With growing interaction of people in cyber space, sentiment analysis has become a key area of ML. We will use scikit to predict the bad comments in the given data set.
Here’s the flow chart of the approach that we are going to take.

Now the we have defined the approach, let’s get our hand dirty with the code. I have written a python notebook explaining each step. We have tried to predict bad comments using four different famous classifiers, SVC, MultinomialNB, LogisticRegression, and SGDClassifier.
Click here to download the dataset
Final Result: SVC: 66% MultinomialNB: 11% LogisticRegression: 59% SGDClassifier: 47%
So, Naive Bayes gives very bad result. It can just predict 11% of bad comments. SGDClassifier predicted 47% of bad comments correctly which is a considerable improvement over the Naive Bayes. Logistic Regression though has regression in its surname but its a classifier and it shows good improvement over SGDClassifier.
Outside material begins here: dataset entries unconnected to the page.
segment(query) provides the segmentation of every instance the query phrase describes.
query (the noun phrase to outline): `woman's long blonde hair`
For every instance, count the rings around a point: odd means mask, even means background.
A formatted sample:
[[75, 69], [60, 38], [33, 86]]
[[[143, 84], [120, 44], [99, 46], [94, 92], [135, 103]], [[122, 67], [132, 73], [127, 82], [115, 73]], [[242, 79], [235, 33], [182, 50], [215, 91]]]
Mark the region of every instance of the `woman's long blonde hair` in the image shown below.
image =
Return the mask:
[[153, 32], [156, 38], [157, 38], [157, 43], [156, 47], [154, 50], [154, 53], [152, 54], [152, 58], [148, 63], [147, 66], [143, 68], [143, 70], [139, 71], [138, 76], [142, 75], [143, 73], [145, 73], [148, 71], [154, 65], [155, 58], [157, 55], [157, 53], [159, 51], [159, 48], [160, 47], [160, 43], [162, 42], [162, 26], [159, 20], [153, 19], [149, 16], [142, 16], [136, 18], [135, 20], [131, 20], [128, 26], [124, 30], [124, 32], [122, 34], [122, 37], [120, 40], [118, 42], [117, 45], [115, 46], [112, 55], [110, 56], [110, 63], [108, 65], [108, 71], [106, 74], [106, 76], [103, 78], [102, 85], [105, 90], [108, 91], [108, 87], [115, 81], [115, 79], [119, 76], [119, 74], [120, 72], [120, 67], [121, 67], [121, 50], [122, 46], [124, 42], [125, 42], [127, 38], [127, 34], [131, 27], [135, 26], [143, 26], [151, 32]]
SVC comes out as winner with 66 % correct prediction for sentiment analysis.
As you can see, each classifier consist of many different parameters.
For example MultinomialNB(alpha=1.0, class_prior=None, fit_prior=True) has alpha, class_prior and fit_prior.
In this post, we have run each classifier with the default setting. We will try to see how we can do performance tuning by changing parameters in the next post.
Troubleshooter:
- unicode(message, ‘utf8’).lower() may throw an error in python 3, replace with str(message).lower(). This is because default encoding is UTF-8 instead of ASCII in python 3.
- you may have to separately download additional databases such as ‘wordnet’ or ‘punkt’ for language processing, using nltk.download() command in your IDE.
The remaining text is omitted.